Auf die sofortige Beschwerde des Freigesprochenen wird der Kostenfestsetzungsbeschluss des Landgerichts Hannover vom 6. August 2012 aufgehoben, soweit damit der Kostenfestsetzungsantrag des Freigesprochenen vom 13. Februar 2012 abgelehnt worden ist.

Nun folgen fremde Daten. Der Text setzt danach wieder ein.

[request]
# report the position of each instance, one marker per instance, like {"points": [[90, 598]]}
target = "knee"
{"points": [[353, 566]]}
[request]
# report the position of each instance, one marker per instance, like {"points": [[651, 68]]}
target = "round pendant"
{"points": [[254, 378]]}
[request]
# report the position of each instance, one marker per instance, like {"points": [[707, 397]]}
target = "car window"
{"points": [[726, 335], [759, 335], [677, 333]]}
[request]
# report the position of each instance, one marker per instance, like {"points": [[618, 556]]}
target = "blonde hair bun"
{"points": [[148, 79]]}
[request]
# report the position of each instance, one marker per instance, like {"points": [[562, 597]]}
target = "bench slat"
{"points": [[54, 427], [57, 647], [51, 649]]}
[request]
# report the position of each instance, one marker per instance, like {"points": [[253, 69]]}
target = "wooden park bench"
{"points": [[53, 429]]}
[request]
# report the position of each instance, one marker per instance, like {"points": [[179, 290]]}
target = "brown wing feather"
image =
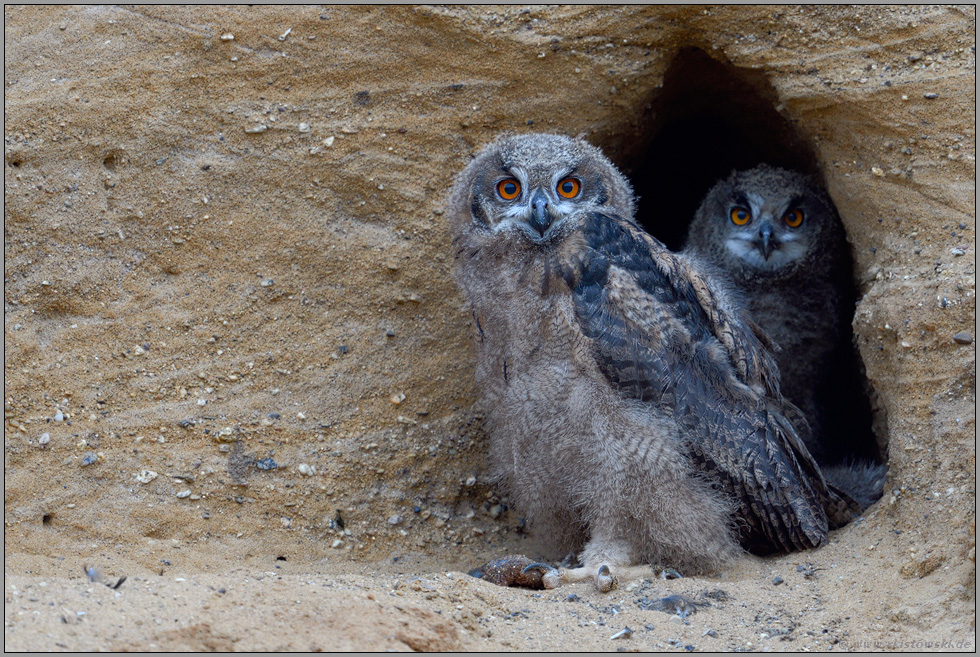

Im Umfang der Aufhebung wird die Sache zur erneuten Entscheidung, auch über die Kosten des Beschwerdeverfahrens, an das Landgericht Hannover - Rechtspflegerin - zurückverwiesen.

 

Gründe

I. Die Jugendkammer 3 des Landgerichts Hannover hat den Beschwerdeführer mit Urteil vom 15. Januar 2012 freigesprochen und die Kosten des Verfahrens einschließlich der notwendigen Auslagen des Beschwerdeführers der Landeskasse auferlegt.

Der Beschwerdeführer beantragte mit Schriftsatz seines Verteidigers vom 13. Februar 2012 die Festsetzung ihm zu erstattender Auslagen in Höhe von insgesamt 2.916,00 Euro, die ihm durch Fahrten mit seinem eigenen Kraftfahrzeug von J. zu den insgesamt 15 Hauptverhandlungsterminen in H. entstanden seien. Im weiteren Verfahren erläuterte der Beschwerdeführer mit Schreiben seines Verteidigers vom 6. Juli 2012, dass er seit dem Sommersemester 2011 in J. studiere und dort seinen angemeldeten Nebenwohnsitz habe.

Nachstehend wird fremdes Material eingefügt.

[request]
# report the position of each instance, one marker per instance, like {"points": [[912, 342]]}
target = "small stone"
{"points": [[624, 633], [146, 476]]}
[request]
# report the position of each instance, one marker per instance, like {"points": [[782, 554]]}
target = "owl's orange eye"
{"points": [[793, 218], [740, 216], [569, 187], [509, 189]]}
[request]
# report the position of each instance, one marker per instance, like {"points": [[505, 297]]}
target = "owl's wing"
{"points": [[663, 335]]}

Die dem Beschwerdeführer aus der Landeskasse zu erstattenden Fahrtkosten setzte die Rechtspflegerin entsprechend einer Stellungnahme des Bezirksrevisors beim Landgericht Hannover mit Beschluss vom 6. August 2012 auf 187,50 Euro fest. Es handelt sich dabei um die Kosten, die bei Fahrten von dem Hauptwohnsitz des Beschwerdeführers in B., wo er auch geladen worden ist, nach H. entstanden wären. Die Kosten für Fahrten von und nach J. seien entsprechend § 5 Abs. 5 JVEG nicht erstattungsfähig, weil der Beschwerdeführer dem Gericht nicht rechtzeitig angezeigt habe, dass er von einem anderen als dem in der Ladung angegebenen Ort anreise.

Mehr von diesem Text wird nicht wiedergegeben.